Il me restait 3 jours :
« Si je pars maintenant, ça vous ennuie ?
— Non, pourquoi ?
— Parce que si c’est pour jouer la comédie avec les collègues, ce n’est pas la peine !
— Tu peux finir le service quand même ?
— Oui, si ça vous arrange. »
N’ayant plus d’alternative pour la saison, je me décidai à frapper à la porte de la grande pizzeria de Tarmac, sur le quai au bord de la Charmente : La Smala.
Un petit blond ressemblant à Fantasio m’accueillit gentiment en me disant qu’ils faisaient une moyenne de 200 couverts en été, ce qui est considérable.
Je lui répondis que je n’étais pas une star, mais que j’apprécierais de travailler dans un état d’esprit de confiance et d’amitié.
Il me rappela dans la semaine pour faire un essai.
L’essai allait être prometteur !
Je devais livrer 3 grosses pintes de bière à 3 jeunes adultes qui célébraient un anniversaire !
Justement, l’heureux du jour s’est retrouvé copieusement baptisé de sa pinte basculée sur son pantalon !
À ma grande surprise, ils m’admirent dans l’équipe pour la saison, à la condition que je reste jusqu’au bout.
L’équipe se composait de Fantasio, le gérant.
Lunel était le second, un grand brun aux grands bras capable de débarrasser plusieurs tables en même temps !
Quand Lunel me reprochait de ne pas être assez rapide, je lui avouais qu’il était d’un niveau bien supérieur au mien.
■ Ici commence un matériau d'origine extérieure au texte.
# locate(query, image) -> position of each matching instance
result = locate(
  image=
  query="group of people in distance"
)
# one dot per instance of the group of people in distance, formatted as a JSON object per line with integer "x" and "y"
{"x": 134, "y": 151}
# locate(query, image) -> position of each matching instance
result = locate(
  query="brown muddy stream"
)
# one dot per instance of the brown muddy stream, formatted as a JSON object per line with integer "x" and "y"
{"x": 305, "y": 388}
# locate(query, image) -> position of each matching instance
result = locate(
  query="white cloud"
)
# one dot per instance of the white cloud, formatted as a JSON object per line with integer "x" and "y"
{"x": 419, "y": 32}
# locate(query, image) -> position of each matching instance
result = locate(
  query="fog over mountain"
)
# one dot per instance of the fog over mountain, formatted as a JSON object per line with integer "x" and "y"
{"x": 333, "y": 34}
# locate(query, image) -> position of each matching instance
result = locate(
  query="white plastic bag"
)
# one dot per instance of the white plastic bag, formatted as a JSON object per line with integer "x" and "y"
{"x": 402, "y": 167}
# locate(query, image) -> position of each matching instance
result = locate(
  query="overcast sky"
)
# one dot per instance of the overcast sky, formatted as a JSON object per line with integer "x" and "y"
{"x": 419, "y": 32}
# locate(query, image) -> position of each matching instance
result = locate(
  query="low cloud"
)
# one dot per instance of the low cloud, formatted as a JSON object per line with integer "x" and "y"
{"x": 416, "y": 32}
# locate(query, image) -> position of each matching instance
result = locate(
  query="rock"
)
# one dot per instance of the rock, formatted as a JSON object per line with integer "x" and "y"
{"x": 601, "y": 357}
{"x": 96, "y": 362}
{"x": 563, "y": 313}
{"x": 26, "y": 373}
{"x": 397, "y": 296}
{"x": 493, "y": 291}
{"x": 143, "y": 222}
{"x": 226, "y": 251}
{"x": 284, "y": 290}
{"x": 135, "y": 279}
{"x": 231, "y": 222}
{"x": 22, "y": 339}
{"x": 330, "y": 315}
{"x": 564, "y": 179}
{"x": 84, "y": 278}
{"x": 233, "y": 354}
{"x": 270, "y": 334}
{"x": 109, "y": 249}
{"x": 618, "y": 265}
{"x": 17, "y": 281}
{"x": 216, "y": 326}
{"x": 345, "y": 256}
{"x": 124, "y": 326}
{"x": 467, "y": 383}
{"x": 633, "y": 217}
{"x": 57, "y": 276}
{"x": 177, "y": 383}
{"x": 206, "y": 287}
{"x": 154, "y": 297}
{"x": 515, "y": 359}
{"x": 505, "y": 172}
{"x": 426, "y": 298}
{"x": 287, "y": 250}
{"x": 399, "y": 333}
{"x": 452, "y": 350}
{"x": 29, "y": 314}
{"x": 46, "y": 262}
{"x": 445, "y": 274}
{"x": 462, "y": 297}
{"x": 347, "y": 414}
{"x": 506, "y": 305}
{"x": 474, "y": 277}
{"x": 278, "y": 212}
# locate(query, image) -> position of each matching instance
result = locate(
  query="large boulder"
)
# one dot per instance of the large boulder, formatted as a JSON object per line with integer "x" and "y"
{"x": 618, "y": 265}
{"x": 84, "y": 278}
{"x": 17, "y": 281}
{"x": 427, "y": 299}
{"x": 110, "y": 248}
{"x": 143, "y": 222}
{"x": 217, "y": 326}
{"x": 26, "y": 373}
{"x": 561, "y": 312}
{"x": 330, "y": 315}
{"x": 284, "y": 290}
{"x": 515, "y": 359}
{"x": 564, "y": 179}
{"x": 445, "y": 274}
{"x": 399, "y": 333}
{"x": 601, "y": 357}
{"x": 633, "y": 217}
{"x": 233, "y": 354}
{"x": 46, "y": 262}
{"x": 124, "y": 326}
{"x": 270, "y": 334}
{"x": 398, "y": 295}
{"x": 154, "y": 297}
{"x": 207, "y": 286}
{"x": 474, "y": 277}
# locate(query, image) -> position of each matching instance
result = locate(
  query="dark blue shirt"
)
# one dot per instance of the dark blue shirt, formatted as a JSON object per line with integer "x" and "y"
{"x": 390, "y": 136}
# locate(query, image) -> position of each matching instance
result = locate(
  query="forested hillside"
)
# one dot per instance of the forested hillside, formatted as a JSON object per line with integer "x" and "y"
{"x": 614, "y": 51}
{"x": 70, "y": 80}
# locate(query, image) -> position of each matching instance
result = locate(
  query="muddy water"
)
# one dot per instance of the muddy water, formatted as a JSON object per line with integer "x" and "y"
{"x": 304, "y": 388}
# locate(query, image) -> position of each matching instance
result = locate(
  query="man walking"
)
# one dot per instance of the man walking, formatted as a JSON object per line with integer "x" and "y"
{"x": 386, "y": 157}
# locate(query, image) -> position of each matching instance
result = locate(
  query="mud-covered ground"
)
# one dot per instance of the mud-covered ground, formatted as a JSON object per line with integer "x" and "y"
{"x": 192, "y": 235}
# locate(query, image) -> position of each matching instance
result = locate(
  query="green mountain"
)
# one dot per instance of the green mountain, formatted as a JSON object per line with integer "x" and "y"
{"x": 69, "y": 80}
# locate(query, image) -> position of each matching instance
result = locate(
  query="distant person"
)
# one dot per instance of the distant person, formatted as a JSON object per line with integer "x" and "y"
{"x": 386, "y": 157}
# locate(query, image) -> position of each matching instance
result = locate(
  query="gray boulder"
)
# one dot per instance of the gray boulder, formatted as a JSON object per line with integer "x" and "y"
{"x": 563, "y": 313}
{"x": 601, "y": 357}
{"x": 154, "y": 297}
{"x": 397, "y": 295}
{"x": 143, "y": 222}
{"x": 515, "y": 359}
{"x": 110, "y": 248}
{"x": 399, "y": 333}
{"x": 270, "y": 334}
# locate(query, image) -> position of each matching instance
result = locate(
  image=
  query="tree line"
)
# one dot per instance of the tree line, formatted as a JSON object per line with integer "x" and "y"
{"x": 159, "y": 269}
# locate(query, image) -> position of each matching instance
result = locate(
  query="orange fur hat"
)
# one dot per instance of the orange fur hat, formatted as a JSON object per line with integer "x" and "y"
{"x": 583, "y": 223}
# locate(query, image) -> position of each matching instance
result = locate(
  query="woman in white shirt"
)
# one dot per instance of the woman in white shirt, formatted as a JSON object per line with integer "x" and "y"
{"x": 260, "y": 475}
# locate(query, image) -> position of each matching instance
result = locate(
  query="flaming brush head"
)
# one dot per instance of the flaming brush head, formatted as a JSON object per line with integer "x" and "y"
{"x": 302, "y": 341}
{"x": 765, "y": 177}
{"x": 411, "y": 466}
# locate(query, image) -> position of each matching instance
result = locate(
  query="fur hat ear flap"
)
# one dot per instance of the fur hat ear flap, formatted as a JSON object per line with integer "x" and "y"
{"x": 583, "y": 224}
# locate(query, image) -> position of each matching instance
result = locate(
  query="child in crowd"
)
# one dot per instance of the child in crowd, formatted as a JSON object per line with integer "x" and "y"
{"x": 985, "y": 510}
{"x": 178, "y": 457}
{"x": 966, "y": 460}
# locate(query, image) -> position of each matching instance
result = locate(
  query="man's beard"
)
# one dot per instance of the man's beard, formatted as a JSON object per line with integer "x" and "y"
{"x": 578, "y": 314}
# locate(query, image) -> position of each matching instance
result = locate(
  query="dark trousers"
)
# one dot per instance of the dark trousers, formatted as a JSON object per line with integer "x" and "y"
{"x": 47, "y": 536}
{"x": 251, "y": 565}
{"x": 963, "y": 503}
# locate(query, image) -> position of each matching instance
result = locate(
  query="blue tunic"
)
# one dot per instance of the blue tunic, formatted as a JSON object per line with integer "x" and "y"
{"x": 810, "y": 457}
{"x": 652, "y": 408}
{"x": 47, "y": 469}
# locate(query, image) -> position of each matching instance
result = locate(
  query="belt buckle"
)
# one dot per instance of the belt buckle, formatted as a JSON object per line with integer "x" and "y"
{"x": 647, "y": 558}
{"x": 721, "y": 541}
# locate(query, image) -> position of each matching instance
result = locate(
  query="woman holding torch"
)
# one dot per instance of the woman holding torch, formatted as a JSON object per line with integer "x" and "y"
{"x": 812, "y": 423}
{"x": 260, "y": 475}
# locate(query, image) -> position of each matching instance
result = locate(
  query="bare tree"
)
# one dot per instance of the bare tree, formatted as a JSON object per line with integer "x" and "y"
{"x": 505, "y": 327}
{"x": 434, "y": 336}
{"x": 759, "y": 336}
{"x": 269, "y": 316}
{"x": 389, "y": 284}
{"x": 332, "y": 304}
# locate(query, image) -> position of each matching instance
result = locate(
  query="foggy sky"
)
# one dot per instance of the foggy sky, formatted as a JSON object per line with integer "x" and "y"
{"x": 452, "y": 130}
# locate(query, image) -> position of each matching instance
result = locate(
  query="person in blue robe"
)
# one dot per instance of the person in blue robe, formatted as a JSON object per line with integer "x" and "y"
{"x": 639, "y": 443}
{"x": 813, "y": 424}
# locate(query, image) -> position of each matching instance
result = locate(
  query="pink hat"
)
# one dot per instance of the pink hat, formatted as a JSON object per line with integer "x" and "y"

Il ne disait plus rien.
Célestin était un jeune blond.
En cuisine, il y avait le chef Kerwac, un grand tatoué.
Mo, le pizzaïolo, angolais d’origine.
Jerry le second.
Et enfin Lorian, le plongeur qui était un ancien militaire.
Au début, tout se passait plutôt bien.
Je trouvais l’équipe sympathique, et le restaurant plutôt agréable.
La décoration italienne baroque détonnait dans cette ancienne maison mitoyenne du château de Tarmac qui, paraît-il, avait servi de prison.
Les services étaient gérables et se terminaient souvent par un verre de fin de service.
Je rentrai chez moi le soir en me disant que j’avais enfin trouvé des collègues intelligents et appréciables.
Je m’entendais bien avec le jeune Célestin qui me surnommait Némo pour avoir perdu la mémoire comme lui. Il nous arrivait à chacun d’échanger des plats, alors nous avions convenu de nous épauler pour éviter ce genre d’écueil. Il faisait éclater de rire les clients en leur racontant des histoires débiles.
« Vous avez le choix entre le bon vin à 20 euros, et le vin du cubi à 10 ! »
« Ici, c’est la maison des fous, c’est pour ça que les serveurs sont un peu bizarres. »
Il faisait aussi rire le reste de l’équipe qui se moquait de plus en plus ouvertement de lui.
Un soir que nous discutions après le service, je lui adressai mon soutien à propos des brimades devenues flagrantes qu’il subissait.
Donc tout se passait bien, pour moi.